Emperor Wu of Han formulated the doctrine of the Interactions Between Heaven and Mankind, and of prominent fangshi, while outside the state religion the Yellow God was the focus of Huang-Lao religious movements which influenced primitive Taoism. Before the Confucian turn of Emperor Wu and after him, the early and latter Han dynasty had Huang-Lao as the state doctrine under various emperors, where Laozi was identified as the Yellow Emperor and received imperial sacrifices. The Eastern Han struggled with both internal instability and menace by non-Chinese peoples from the outer edges of the empire.

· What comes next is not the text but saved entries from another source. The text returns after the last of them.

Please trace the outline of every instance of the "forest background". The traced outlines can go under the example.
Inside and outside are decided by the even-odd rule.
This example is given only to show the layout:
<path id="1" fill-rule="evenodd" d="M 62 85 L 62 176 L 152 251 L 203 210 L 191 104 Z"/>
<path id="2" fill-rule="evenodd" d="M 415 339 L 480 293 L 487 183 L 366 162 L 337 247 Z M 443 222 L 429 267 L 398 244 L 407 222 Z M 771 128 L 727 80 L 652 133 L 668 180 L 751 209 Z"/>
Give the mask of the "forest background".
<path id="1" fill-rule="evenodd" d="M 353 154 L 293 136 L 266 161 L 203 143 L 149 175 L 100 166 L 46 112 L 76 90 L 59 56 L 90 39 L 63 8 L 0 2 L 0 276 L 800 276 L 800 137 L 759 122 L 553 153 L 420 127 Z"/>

In such harsh conditions, while the imperial cult continued the sacrifices to the cosmological gods, common people estranged from the rationalism of the state religion found solace in enlightened masters and in reviving and perpetuating more or less abandoned cults of national, regional and local divinities that better represented indigenous identities. The Han state religion was "ethnicised" by associating the cosmological deities to regional populations. By the end of the Eastern Han, the earliest record of a mass religious movement attests the excitement provoked by the belief in the imminent advent of the Queen Mother of the West in the northeastern provinces. From the elites' point of view, the movement was connected to a series of abnormal cosmic phenomena seen as characteristic of an excess of yin.
Between 184 and 205 CE, the Way of the Supreme Peace in the Central Plains organized the Yellow Turban Rebellion against the Han. Later Taoist religious movements flourished in the Han state of Shu. A shaman named Zhang Xiu was known to have led a group of followers from Shu into the uprising of the year 184. In 191, he reappeared as a military official in the province, together with the apparently unrelated Zhang Lu. During a military mission in Hanning, Xiu died in battle. Between 143 and 198, starting with the grandfather Zhang Daoling and culminating with Zhang Lu, the Zhang lineage established the early Celestial Masters church. Zhang died in 216 or 217, and between 215 and 219 the people of Hanzhong were gradually dispersed northwards, spreading Celestial Masters' Taoism to other parts of the empire.